Oracle Source Schema Overview
Auto-generated analysis of
schemas/schema.dbml(10,182 lines, ~260 KB).
Generated: 2026-03-12
Executive Summary
The source Oracle database contains ~890 tables spread across 30 distinct schemas (Oracle users/owners). The vast majority of these tables are either:
- Oracle system infrastructure — can be completely ignored for migration purposes.
- Legacy per-museum “USD” data schemas — the actual specimen data we need to move.

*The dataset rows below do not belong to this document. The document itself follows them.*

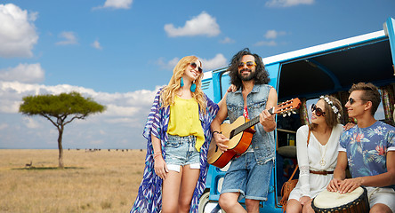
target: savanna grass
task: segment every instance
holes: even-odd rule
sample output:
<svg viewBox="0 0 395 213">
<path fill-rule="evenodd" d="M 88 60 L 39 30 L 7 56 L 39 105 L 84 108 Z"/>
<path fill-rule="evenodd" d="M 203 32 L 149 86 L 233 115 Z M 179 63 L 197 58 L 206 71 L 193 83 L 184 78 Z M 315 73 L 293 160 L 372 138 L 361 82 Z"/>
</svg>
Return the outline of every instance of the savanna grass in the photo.
<svg viewBox="0 0 395 213">
<path fill-rule="evenodd" d="M 63 152 L 0 149 L 0 212 L 130 211 L 145 150 Z"/>
</svg>

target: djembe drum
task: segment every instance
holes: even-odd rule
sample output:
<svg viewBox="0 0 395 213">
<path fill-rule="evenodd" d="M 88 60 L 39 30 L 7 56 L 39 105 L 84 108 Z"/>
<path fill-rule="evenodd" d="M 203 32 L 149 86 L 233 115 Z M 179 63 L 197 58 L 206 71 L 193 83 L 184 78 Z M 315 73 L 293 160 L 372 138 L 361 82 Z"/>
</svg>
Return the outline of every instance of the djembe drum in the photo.
<svg viewBox="0 0 395 213">
<path fill-rule="evenodd" d="M 313 199 L 311 208 L 315 212 L 369 212 L 367 190 L 359 186 L 351 193 L 339 193 L 326 189 Z"/>
</svg>

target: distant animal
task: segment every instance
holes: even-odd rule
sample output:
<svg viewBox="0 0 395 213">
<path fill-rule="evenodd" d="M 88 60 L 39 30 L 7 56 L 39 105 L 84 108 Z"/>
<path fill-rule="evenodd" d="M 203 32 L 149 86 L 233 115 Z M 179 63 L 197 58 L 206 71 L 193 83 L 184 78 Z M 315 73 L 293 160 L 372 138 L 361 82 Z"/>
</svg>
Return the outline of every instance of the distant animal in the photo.
<svg viewBox="0 0 395 213">
<path fill-rule="evenodd" d="M 26 164 L 25 164 L 25 167 L 31 168 L 31 165 L 32 165 L 32 164 L 33 164 L 33 162 L 30 161 L 30 163 L 26 163 Z"/>
</svg>

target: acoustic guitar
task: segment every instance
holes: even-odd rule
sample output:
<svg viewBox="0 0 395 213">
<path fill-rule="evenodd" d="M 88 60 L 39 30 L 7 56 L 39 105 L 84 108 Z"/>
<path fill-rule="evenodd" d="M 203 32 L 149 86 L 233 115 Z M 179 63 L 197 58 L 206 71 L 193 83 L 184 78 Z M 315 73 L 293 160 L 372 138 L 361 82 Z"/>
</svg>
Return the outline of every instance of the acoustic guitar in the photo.
<svg viewBox="0 0 395 213">
<path fill-rule="evenodd" d="M 271 114 L 280 114 L 285 117 L 290 115 L 291 113 L 294 113 L 294 110 L 299 108 L 300 106 L 301 101 L 296 98 L 270 108 L 269 112 Z M 225 144 L 228 146 L 228 150 L 222 153 L 213 138 L 207 153 L 208 163 L 218 168 L 223 168 L 235 155 L 244 154 L 250 146 L 251 140 L 255 133 L 254 126 L 258 122 L 259 115 L 252 120 L 240 116 L 231 124 L 222 123 L 220 127 L 221 133 L 230 139 Z"/>
</svg>

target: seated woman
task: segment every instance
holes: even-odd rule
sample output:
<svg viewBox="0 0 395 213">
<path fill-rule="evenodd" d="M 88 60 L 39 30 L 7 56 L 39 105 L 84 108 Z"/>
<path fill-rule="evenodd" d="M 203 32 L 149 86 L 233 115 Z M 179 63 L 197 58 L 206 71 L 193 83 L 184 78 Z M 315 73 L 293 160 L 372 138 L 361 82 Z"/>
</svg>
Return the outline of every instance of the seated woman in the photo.
<svg viewBox="0 0 395 213">
<path fill-rule="evenodd" d="M 299 181 L 289 194 L 286 211 L 314 212 L 311 201 L 326 189 L 336 166 L 342 105 L 332 96 L 321 96 L 311 106 L 311 123 L 296 132 Z M 309 144 L 307 141 L 309 139 Z"/>
</svg>

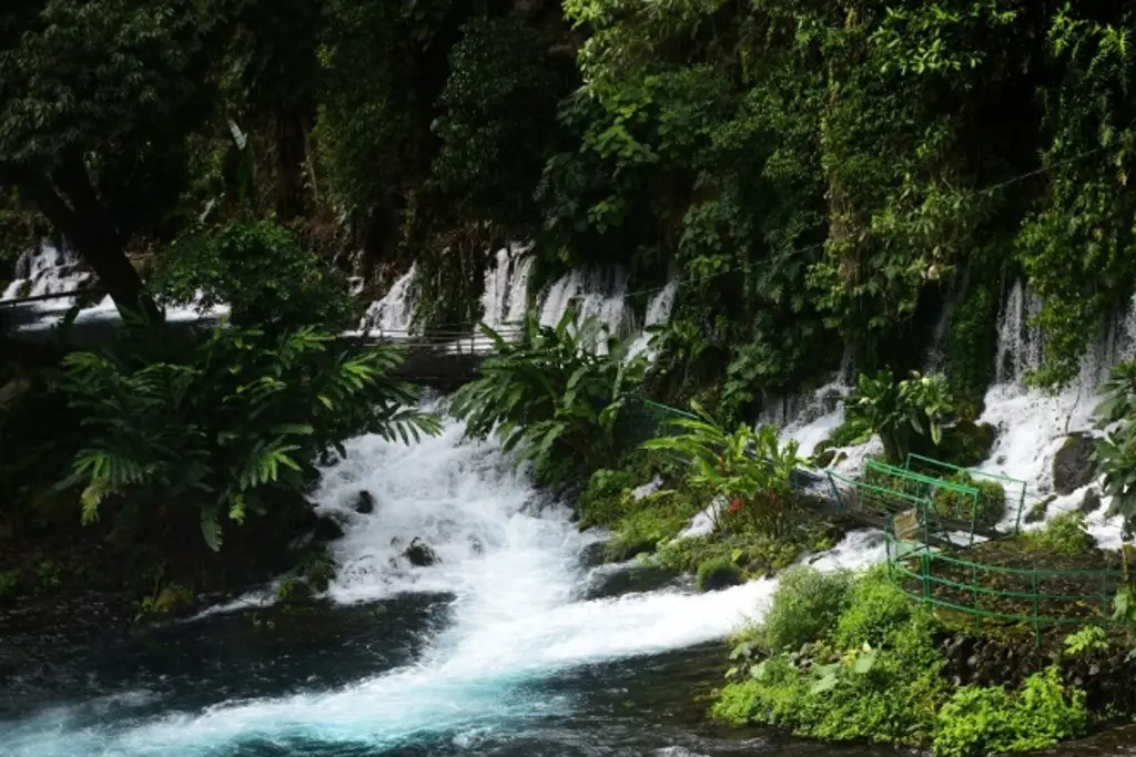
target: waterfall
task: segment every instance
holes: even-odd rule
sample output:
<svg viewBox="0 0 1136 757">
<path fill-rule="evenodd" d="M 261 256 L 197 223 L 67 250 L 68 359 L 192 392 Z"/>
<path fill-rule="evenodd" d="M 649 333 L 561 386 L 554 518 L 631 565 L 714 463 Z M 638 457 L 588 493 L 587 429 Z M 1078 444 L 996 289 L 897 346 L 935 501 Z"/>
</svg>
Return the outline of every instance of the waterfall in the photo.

- MUSIT application schemas — a refactored, event-sourced layer that was built on top of the USD legacy data. These are the schemas that need to be mapped to Specify 7.
Schema Inventory
| Schema | Tables | Category | Migrate? |
|---|---|---|---|
MUSIT_BOTANIKK_FELLES | 111 | MUSIT core – Botany | ✅ Primary |
MUSIT_ZOOLOGI_ENTOMOLOGI | 101 | MUSIT core – Entomology | ✅ Primary |
USD_BOTANIKK_TRONDHEIM | 81 | Legacy botany data – Trondheim | ✅ Source data |
USD_BOTANIKK_TROMSO | 78 | Legacy botany data – Tromsø | ✅ Source data |
USD_BOTANIKK_SVALBARD | 73 | Legacy botany data – Svalbard | ✅ Source data |
USD_BOTANIKK_BERGEN | 66 | Legacy botany data – Bergen | ✅ Source data |
USD_FELLES | 45 | Shared media / image storage | ⚠️ Media only |
USD_METADATA | 43 | USD app config; BRUKARAR/GRUPPE needed for users | ⚠️ Partial |
USD_NAT_TAXAREG | 22 | Shared taxonomic registry (fallback for unmatched taxa) | ⚠️ Reference |
USD_TRANSLATION | 6 | UI string translations | ❌ Ignore |
USD_MUSEUM | 2 | Museum metadata | ❌ Ignore |
USD | 2 | Misc shared | ❌ Ignore |
USD_WEB | 1 | Web app config | ❌ Ignore |
USD_FELLES_MIGRERING | 1 | Media migration scratch table | ❌ Ignore |
USD_BOT_BERGEN_BACK | 1 | Old Bergen backup | ❌ Ignore |
USD_ETNO_OS | 1 | Ethnography Oslo (unrelated) | ❌ Ignore |
SDE | 70 | ArcGIS/Esri spatial data engine | ❌ Ignore |
MDSYS | 53 | Oracle Spatial/Locator | ❌ Ignore |
SYS | 43 | Oracle core system | ❌ Ignore |
SYSTEM | 7 | Oracle system | ❌ Ignore |
XDB | 6 | Oracle XML database | ❌ Ignore |
CTXSYS | 5 | Oracle Text / full-text search | ❌ Ignore |
CSMIG | 12 | Oracle character-set migration | ❌ Ignore |
MUSIT_BOTANIKK_FELLES_FOTO | 11 | Botany photo archive | ⚠️ Media only |
MUSIT_ZOOLOGI_ENTOMOLOGI_FOTO | 11 | Entomology photo archive | ⚠️ Media only |
MUSIT_NATHIST_FELLES | 3 | Shared natural history helpers | ⚠️ Reference |
MUSIT_COORDINATE | 2 | Coordinate conversion testing | ❌ Ignore |
MUSIT_ROLE_ADMIN | 3 | MUSIT role/ACL admin | ❌ Ignore |
DIGIR_MUSIT | 3 | DiGIR/DwC public export view | ❌ Ignore |
The Two Main Schema Families
Family 1 — USD Schemas (Legacy, Per-Museum)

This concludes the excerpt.